Several
sensible and practical suggestions have been made over the
years, and contrary to popular prejudices, things are actually
improving. The mandatory disclosure of antecedents of candidates
is slowly forcing parties to reject persons with dubious
record. The changes in the political funding law for the
first time provide an opportunity to recognized parties
to honestly raise resources for legitimate campaign purposes.
While the impact of these changes can only be felt over
time, cumulatively they will help restore the legitimacy
of the political process to some extent. Surely a lot more
remains to be done to ensure fairer representation, encourage
entry of decent and honorable candidates into the political
process, and allow honesty to coexist with survival in public
office.
But
in this debate, the various easily remediable flaws in voter
registration distorting our elections have been largely
ignored. A large sample survey (over 40,000 voters) by Lok
Satta in Andhra Pradesh in 2000 showed an error margin of
over 15 percent in voter registration in rural areas. Over
10 percent of the names have been wrongfully included (dead
or fictitious persons, and those who no longer reside in
the locality), and about 5 percent of the eligible persons
have been excluded from the electoral rolls (persons attaining
18 years of age by January 1, or moved into the area). In
urban areas, the picture is even more appalling, with 26
percent of the names wrongfully included, and 19 percent
of the voters names excluded. Clearly, a system which allows
such gross errors is less than adequate, and electoral verdicts
are bound to be distorted.
A
survey of five polling stations in Hyderabad city after
the 1999 polls showed that even in areas with moderate polling
(about 55 percent), and no complaints of rigging or violence,
about 8 percent of the votes cast were clearly 'bogus' (persons
have not voted, or have left the city or country). In addition,
about 13 percent of those who are reported to have voted
no longer live in the area, and several of them may not
have voted. Clearly, there is a correlation between faulty
electoral rolls and fraudulent voting. Even introduction
of voter identity cards is not an adequate safeguard against
collusion or coercion of the polling staff and party agents.

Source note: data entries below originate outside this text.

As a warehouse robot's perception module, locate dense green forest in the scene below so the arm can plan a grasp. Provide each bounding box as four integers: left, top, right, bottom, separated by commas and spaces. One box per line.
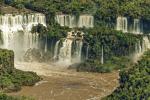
0, 49, 41, 100
105, 51, 150, 100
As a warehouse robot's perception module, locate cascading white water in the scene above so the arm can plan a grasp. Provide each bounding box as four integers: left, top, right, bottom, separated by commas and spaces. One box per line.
0, 13, 46, 59
55, 14, 94, 28
142, 36, 150, 51
116, 17, 128, 32
73, 40, 83, 63
59, 39, 73, 64
54, 31, 83, 65
86, 44, 89, 60
132, 19, 142, 34
54, 40, 60, 60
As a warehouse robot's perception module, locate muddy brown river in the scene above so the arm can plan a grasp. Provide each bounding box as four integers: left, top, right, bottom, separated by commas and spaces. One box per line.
9, 62, 119, 100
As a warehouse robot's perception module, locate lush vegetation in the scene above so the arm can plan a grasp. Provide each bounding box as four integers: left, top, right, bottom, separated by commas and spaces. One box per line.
106, 50, 150, 100
0, 49, 41, 95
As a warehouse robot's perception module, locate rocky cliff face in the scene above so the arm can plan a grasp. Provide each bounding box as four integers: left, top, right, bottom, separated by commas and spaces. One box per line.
0, 49, 14, 72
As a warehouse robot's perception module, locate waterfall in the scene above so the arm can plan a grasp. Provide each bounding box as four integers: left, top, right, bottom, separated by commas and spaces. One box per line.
0, 13, 46, 59
142, 36, 150, 51
55, 14, 94, 28
54, 40, 60, 59
117, 17, 128, 32
59, 39, 73, 64
86, 44, 89, 60
74, 41, 83, 63
101, 46, 104, 64
53, 31, 84, 65
132, 19, 142, 34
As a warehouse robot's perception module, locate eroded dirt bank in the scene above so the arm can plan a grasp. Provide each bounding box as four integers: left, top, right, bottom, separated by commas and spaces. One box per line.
9, 63, 119, 100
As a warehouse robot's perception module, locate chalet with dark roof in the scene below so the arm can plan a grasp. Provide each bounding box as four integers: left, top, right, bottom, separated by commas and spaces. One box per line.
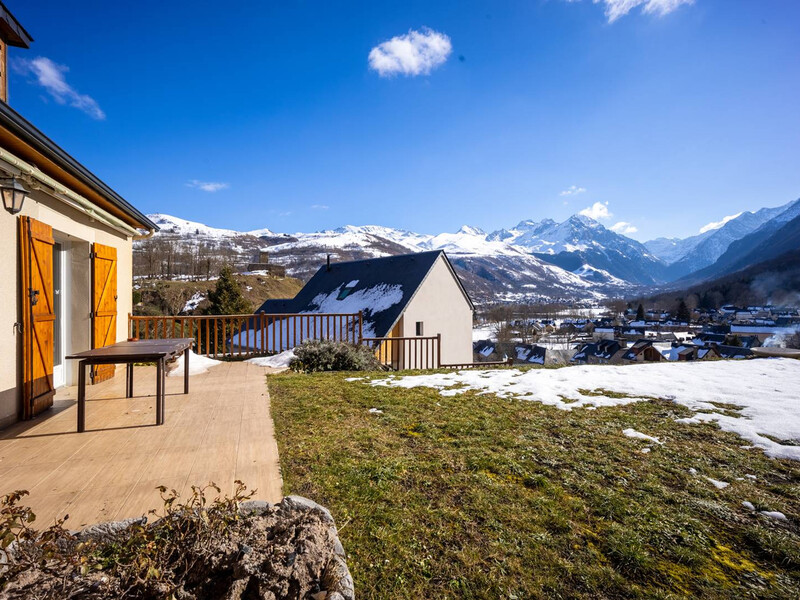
622, 340, 664, 362
570, 340, 625, 364
256, 250, 475, 368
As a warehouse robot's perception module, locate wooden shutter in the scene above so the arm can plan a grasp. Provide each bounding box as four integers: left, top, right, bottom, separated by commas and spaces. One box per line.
19, 217, 56, 419
92, 244, 117, 383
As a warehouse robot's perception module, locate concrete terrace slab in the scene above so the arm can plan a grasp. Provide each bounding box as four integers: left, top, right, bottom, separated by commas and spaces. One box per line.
0, 362, 282, 529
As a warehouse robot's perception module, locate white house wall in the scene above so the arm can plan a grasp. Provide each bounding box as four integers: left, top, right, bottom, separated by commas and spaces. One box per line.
0, 180, 133, 428
400, 256, 472, 364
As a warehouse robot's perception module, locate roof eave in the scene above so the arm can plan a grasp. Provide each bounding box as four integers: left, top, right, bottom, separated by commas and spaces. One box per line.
0, 102, 159, 231
0, 2, 33, 48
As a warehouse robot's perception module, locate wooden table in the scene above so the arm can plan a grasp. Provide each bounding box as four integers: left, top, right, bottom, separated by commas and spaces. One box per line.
67, 338, 194, 433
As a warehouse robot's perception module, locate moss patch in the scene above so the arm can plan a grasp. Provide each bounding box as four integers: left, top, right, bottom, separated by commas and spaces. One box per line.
269, 373, 800, 599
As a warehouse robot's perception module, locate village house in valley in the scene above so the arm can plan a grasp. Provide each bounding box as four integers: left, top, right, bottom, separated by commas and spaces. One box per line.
257, 250, 474, 369
0, 5, 157, 427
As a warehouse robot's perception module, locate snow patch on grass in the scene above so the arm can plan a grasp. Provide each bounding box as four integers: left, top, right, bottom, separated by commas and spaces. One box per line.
246, 350, 294, 369
365, 358, 800, 460
167, 350, 222, 377
706, 477, 730, 490
622, 429, 664, 444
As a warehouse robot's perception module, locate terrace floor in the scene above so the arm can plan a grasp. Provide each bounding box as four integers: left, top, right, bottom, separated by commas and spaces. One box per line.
0, 362, 282, 529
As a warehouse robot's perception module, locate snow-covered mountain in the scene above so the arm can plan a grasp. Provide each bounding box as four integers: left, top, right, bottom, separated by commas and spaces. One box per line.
141, 200, 800, 302
488, 215, 665, 284
137, 215, 632, 302
644, 200, 800, 280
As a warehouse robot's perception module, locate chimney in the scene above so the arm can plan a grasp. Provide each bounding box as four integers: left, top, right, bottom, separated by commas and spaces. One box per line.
0, 2, 33, 103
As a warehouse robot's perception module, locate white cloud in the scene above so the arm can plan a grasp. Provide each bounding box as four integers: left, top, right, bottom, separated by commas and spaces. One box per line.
578, 202, 613, 221
610, 221, 639, 235
558, 185, 586, 196
12, 56, 106, 121
700, 213, 742, 233
186, 179, 230, 193
369, 27, 453, 77
566, 0, 694, 23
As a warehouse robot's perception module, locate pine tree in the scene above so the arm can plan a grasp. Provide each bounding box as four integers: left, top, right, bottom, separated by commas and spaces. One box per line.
676, 298, 692, 323
636, 303, 644, 321
206, 265, 253, 315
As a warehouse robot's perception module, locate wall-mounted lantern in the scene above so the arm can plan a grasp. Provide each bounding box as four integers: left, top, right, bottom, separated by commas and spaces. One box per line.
0, 177, 28, 215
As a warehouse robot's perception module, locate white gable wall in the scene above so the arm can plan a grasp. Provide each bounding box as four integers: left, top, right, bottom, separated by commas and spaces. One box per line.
400, 256, 472, 364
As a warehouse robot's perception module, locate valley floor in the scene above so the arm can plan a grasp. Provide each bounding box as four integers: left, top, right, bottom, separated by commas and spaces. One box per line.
269, 361, 800, 599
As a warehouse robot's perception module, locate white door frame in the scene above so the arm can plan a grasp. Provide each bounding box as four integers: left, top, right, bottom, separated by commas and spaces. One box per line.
53, 239, 70, 388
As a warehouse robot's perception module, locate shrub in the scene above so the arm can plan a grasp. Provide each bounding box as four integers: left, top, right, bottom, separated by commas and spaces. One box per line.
289, 340, 382, 373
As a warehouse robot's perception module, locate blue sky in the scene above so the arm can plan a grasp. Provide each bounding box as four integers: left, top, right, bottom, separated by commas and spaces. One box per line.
6, 0, 800, 240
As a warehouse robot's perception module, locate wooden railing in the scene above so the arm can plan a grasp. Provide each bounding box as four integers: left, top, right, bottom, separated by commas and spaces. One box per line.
439, 358, 514, 369
128, 313, 364, 358
362, 334, 442, 371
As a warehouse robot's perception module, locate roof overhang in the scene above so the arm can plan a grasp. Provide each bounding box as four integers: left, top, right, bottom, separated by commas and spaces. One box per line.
0, 2, 33, 48
0, 102, 158, 231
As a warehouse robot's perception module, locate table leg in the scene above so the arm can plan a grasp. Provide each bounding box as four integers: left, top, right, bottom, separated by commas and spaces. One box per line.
160, 358, 167, 425
156, 359, 164, 425
78, 361, 86, 433
183, 348, 189, 394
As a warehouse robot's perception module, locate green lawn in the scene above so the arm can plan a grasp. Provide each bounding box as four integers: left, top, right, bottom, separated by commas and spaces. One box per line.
268, 373, 800, 599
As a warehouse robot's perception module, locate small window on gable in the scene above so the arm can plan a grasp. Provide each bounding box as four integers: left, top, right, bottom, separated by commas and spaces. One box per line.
336, 279, 358, 300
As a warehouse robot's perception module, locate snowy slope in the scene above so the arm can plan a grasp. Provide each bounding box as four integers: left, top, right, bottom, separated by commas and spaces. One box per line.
487, 215, 665, 284
645, 200, 800, 279
138, 215, 630, 302
364, 358, 800, 460
152, 213, 269, 240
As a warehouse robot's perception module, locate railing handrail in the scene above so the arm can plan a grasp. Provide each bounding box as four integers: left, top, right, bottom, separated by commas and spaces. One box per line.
361, 335, 439, 342
128, 312, 364, 358
128, 313, 361, 321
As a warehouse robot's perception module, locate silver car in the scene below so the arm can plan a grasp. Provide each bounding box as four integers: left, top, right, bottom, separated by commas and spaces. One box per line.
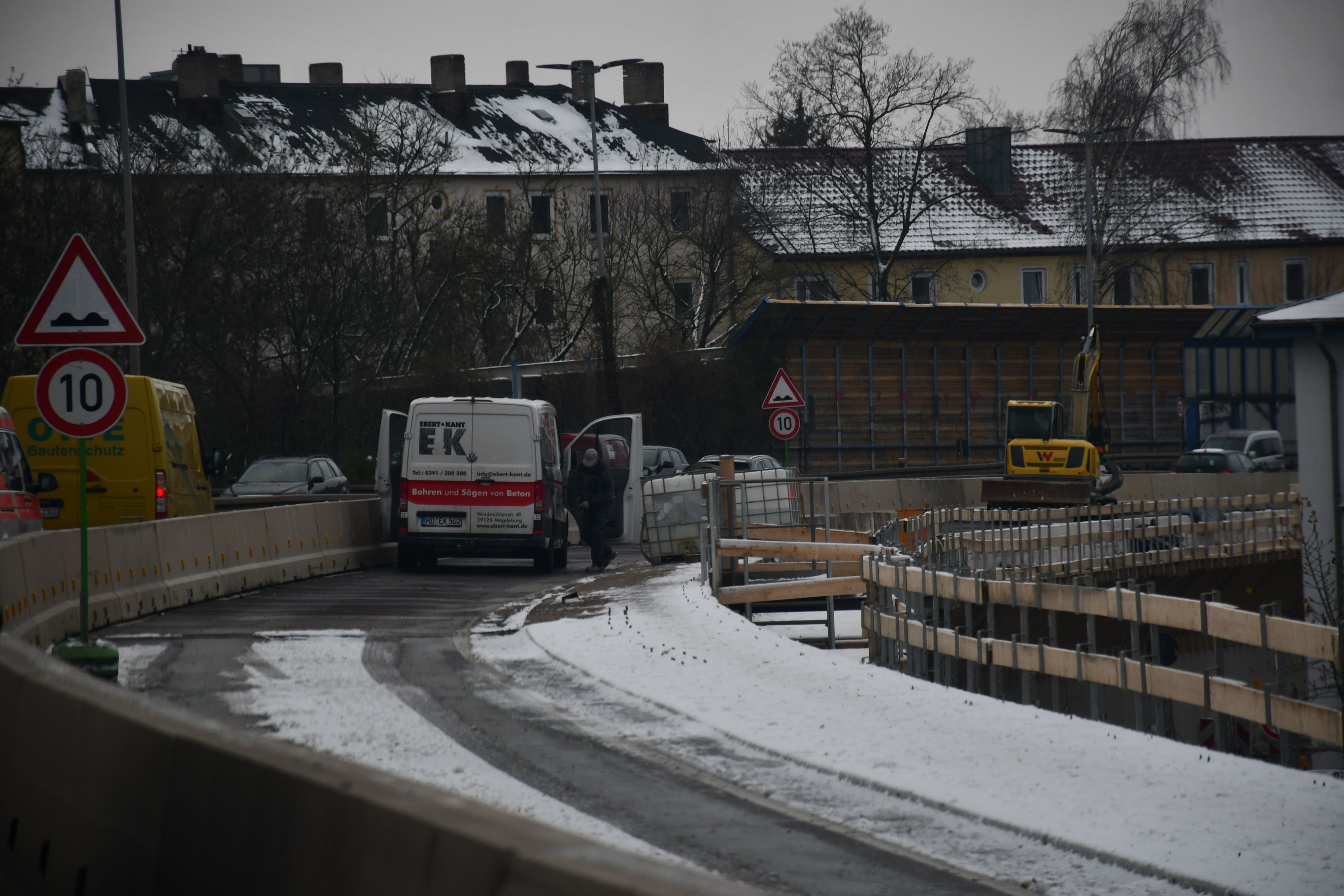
219, 454, 349, 498
1200, 430, 1286, 470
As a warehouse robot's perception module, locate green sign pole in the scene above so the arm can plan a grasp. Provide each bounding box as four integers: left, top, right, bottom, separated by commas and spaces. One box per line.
79, 439, 89, 645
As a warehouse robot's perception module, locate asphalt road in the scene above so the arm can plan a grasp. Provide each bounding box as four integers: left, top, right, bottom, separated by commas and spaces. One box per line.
99, 552, 1001, 896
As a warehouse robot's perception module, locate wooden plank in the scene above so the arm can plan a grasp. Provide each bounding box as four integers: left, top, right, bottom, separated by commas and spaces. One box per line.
866, 606, 1344, 745
718, 539, 882, 560
719, 575, 864, 604
747, 521, 872, 544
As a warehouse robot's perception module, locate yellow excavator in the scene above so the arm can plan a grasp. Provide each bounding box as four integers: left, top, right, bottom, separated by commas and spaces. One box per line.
981, 327, 1125, 509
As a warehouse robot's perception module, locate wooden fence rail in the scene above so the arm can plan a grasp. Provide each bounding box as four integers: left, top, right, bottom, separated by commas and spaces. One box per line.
863, 602, 1344, 745
859, 556, 1340, 662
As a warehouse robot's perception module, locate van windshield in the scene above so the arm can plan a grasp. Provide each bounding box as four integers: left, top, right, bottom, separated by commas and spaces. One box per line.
238, 461, 308, 482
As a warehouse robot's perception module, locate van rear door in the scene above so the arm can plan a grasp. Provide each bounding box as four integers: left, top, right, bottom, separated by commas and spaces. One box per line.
374, 409, 406, 539
564, 414, 644, 543
402, 402, 476, 535
468, 402, 542, 535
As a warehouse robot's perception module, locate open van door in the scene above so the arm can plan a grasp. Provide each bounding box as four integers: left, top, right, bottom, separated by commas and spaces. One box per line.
564, 414, 644, 544
374, 409, 406, 541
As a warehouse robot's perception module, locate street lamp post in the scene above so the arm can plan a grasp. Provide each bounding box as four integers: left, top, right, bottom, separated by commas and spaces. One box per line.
113, 0, 140, 376
1046, 128, 1124, 333
538, 59, 642, 413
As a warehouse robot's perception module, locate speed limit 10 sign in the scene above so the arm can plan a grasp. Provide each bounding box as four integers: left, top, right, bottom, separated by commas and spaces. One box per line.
35, 348, 126, 439
770, 407, 800, 441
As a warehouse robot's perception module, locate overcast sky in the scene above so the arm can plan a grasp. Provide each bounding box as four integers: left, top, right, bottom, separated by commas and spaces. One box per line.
0, 0, 1344, 137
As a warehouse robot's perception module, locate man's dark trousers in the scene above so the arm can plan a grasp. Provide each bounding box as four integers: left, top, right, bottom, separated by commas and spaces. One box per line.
579, 506, 610, 567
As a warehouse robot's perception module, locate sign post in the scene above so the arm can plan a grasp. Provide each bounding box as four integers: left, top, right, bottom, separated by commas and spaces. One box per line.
34, 348, 126, 677
761, 367, 806, 466
13, 234, 145, 678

In the 2001 Assembly elections in Kolkatha city, about 45
percent of all the complaints received by a Lok Satta Help
line were to the effect that the legitimate voters with
identity cards could not cast their votes as someone had
already voted in their names by personation! When we consider
that the average polling is about 60 percent, and the victory
margins are usually around 5-10 percent, we can imagine
the impact of poor voter registration and voting fraud on
the electoral verdicts.
Given
this unhappy situation, use of money and muscle power, and
false voting have become endemic. All leading parties tend
to put up similar candidates who can muster money and muscle
power and local caste clout to stand a chance of getting
elected. A system of compensatory errors operates, by which
the voting fraud and malpractices of one candidate are neutralized
by those of his rival! Thus, while the aggregate results
are broadly reflective of public opinion, the constituency-level
picture is alarming. Decent candidates are increasingly
shunning politics in this climate.
While
systemic reforms are necessary to address this crisis, simple,
practical remedies to improve access to voter registration
will significantly alter the nature of our elections. Even
the aggregate number of voters registered shows serious
defects in electoral rolls. About 45 percent of the population
in India is below 18 years of age, and on an average 55
percent should be registered as voters. But our overall
percentage of electors is 63.35! This hides a greater distortion,
because the aggregate numbers do not reveal the actual wrongful
omissions and inclusions in the rolls. Only the net effect
is seen in such gross numbers. Even then, in certain states
the percentage of population registered as voters is very
high - 79% in Tamil Nadu, 72.54% in AP, 71% in Karnataka
and Kerala, and 70% in Orissa. True, slower population growth
rates in Southern states mean a higher proportion of population
above 18 years. Even then, the percentage of electors is
clearly higher than justified.
Happily,
there is a simple, voter-friendly answer to the problem
of voter registration. If the local post office is made
a nodal agency for registration, access and fairness will
dramatically improve. We have about 250,000 post offices
all over India. Our postal system is widely acclaimed for
its efficiency, access, user-friendliness and honesty. A
post office is one of the few public institutions approached
by ordinary citizens without fear or anxiety! If voter rolls
are available locally, and the post office is made the nodal
agency for voter registration and correction of defects,
there will be a dramatic improvement. This convergence of
services has become common practice in many places. In Kerala,
the postal network helped in voter verification with great
success. In the US, Australia, New Zealand, Fiji and Hongkong,
the post office is effectively used for voter registration.
In Germany, the citizen has to apply for a passport only
at the local municipal office. Such convergence has become
the norm in many countries.
Years
of advocacy in India has persuaded both the Election Commission
and the postal department to make the post office the nodal
agency for voter registration. It may take time before the
process is fully underway. But as a nation we need to look
at convergence of many such services. The geographic spread,
easy access, knowledge-base and wide acceptability of the
vast postal network can be leveraged effectively for delivering
many services much better, enriching our democracy, improving
governance, and accelerating growth.